2: I was a little disappointed not to see any explanation as to how to add your own algorithms to the data mining product. Even if doing so requires C++ experience, it would have been perfectly fine to include it in a separate chapter or in an appendix. I don't know why the author chose not to include it.

Byond that, I would definitely recommend this book if you need to use MS data mining. The book is well written, and considering the infancy of the product, it's also very complete. Besides, you have no other real resource out there!

11 of 11 people found the following review helpful
Working in a Data Mine 13 Jun 2001
By llm - Published on Amazon.com
Format:Paperback
I always look for Seidman's contributions in SQL magazines and at conferences since he always has something interesting and innovative to say that is fuelled by his depth of knowledge of the subject. What's more he has a great knack of presenting complicated (and sometimes, let's face it, not very exciting) concepts in a way that makes them easy to understand and in contexts that anyone can relate to. In particular his style is reminiscient of Roger Sessions (Com+ and the Battle for the Middle Tier, etc) minus the cynicism but with equal enthusiasm. No book can be all things to all people, but this is an excellent introduction to the world of Data mining and the power behind SQL200's implementation of it. I would recommend it to anyone looking to discover those hidden trends and patterns in their data, exploit them and become their CFO's best friend.
8 of 9 people found the following review helpful
Good technical reference 13 July 2001
By A Customer - Published on Amazon.com
Format:Paperback
A lot of the information found in this book should have already been in the online documentation. The lack of documentation for data mining under sql server 2000 makes this book the only usefull reference out there. But overall, the book is poorly organised, badly written and requires a lot more in-dept information in order to put data mining into practical use.

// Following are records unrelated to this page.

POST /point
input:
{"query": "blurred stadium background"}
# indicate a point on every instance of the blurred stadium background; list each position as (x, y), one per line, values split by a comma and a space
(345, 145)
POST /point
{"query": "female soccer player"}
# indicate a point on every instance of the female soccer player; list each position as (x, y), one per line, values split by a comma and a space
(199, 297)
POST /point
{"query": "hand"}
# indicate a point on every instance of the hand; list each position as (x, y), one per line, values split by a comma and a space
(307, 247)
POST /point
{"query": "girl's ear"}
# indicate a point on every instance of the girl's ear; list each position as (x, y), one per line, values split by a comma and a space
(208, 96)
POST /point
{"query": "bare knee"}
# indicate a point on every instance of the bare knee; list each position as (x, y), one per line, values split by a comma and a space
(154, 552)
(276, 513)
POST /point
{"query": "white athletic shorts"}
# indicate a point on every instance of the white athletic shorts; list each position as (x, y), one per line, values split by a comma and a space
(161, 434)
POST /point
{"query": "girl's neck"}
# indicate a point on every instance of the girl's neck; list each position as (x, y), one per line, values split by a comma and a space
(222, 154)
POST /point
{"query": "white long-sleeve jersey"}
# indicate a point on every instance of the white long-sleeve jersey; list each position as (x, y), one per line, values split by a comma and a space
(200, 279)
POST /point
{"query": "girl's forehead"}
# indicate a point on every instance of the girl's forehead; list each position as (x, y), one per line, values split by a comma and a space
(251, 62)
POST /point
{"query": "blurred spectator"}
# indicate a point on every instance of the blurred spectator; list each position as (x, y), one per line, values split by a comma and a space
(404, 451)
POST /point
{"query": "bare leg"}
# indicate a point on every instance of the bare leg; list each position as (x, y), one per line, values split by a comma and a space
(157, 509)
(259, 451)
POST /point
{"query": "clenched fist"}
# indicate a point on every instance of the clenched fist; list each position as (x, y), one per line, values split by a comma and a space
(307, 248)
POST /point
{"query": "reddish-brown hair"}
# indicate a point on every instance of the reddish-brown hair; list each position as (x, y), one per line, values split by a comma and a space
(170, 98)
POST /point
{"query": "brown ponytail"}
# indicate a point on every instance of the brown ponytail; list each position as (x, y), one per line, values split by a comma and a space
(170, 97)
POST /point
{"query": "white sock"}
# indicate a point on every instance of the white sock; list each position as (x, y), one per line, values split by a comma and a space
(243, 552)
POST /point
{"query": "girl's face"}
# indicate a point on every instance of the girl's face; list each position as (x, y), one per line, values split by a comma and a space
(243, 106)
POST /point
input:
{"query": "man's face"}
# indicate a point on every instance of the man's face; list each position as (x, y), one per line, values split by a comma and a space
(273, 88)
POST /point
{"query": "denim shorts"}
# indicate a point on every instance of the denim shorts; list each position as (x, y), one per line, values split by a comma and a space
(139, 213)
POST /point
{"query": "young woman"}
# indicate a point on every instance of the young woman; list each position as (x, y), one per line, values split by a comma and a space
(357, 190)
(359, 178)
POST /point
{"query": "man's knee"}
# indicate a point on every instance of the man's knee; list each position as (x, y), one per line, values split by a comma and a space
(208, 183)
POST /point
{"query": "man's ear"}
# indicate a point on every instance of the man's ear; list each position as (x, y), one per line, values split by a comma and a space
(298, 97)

You will find some information on DTS, but there are much better books out there on the topic. You will find some sample code for using DSO, but this topic is only touched upon and the code is NOT explained very well. The most important chapters were very thin (programming data mining and data mining queries). After reading the book, you will have an introduction to data mining, but you won't be able to use it effectively.

The examples in the book have no commercial value and are completely worthless. There is no CDROM that contains the data the author is using, and the sample data on the web is different to the data in the book. You will also have to start with chapter 8 (DTS) to load the sample data before you can follow the examples in the book.

I was really looking forward to get a copy of this book, but now that I have a copy, I am very dissapointed. The contents of this book shows that the author has no real world experience on the topic or is not willing to share it.